Program Translation - Nov. 14, 2013

Gordon Sande Gordon.Sande at gmail.com
Thu Nov 14 12:36:20 EST 2013


On 2013-11-14 17:07:45 +0000, mecej4 said:

> On 11/14/2013 8:18 AM, E.D.G. wrote:
>> Posted by E.D.G.  on November 14, 2013
>> 
>> In view of the fact that I mentioned the following project in
>> both Perl and Python Newsgroup notes and did not get any hostile
>> responses I am going to take a chance and mention it again in all three
>> of these Newsgroups.  People posting responses might want to do that in
>> just one Newsgroup.  I will check all three for responses for a few weeks.
>> 
>> 
>> This is the Web address for an interesting and apparently unique
>> computer program written using FORTRAN 77.  As far as I am aware, it has
>> never been translated to newer language.  There is a BASIC version that
>> was apparently written around the same time as the FORTRAN version.
>> 
>> http://www.bfo.geophys.uni-stuttgart.de/etgtab.html
>> 
>> What a number of us would like to do is obtain a copy of the
>> program that is written in a newer language so that we can then merge it
>> with the programs available through the following Web page.  The new
>> programs would then be made available as freeware programs to
>> researchers around the world.
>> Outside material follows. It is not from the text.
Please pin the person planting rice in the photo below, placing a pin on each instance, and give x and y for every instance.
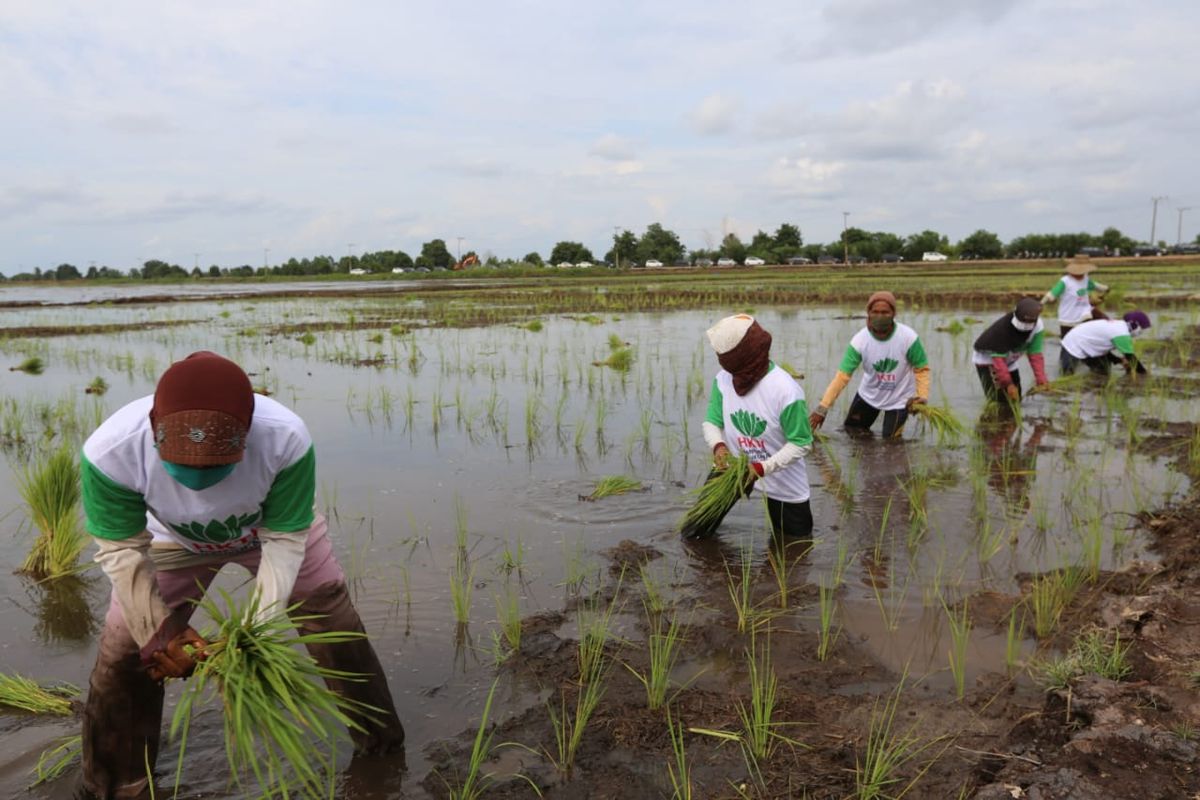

This indirect link is being used in an
>> effort to keep Web site related spam to a minimum.  I don't collect
>> credits by having people visit that (indirect) Web site.
>> 
>> http://www.freewebs.com/eq-forecasting/RH.html
>> 
>> If there are any programmers who might be interested in such a
>> translation effort then I would be interested in hearing from them.
>> 
>> Etgtab generates Solid Earth Tide and ocean tide data for any
>> location on or inside the planet.  I am not aware of any other freeware
>> program that can do that.
>> 
>> SunGP available at that second Web site is the only freeware
>> program that I know about that generates what are sometimes referred to
>> as subsolar and sublunar types of data.  The download code was written
>> using True BASIC.
>> 
>> If you draw a line between the centers of the sun and the Earth
>> then the place where that line crosses the surface of the Earth is the
>> subsolar location.  The sublunar location is the same type of thing.
>> The SunGP program code is also available in Perl code, but not through
>> any Web sites.
>> 
>> 
> If this old program is to be translated or reused, do use this 
> opportunity to fix some bugs in the program.
> 
> The data file contains data for 1200 waves, but the program computes 
> results for 1212 waves. For waves 1201 to 1212, the program ends up 
> calculating results based on uninitialized data. Whether or not this 
> affects the validity of the final output results is something that 
> someone knowledgeable about the field of application has to judge.
> 
> -- mecej4

Indeed! Under NAGWare Fortran it runs to completion with C=all but pulls an
undefined reference when C=undefined is added.

Lots of obsolete features and other warnings but no compiler error messages.

The obvious lessons are that 1. Fortran has very good historical continuity
and 2. the good debugging Fortran compilers do a good job.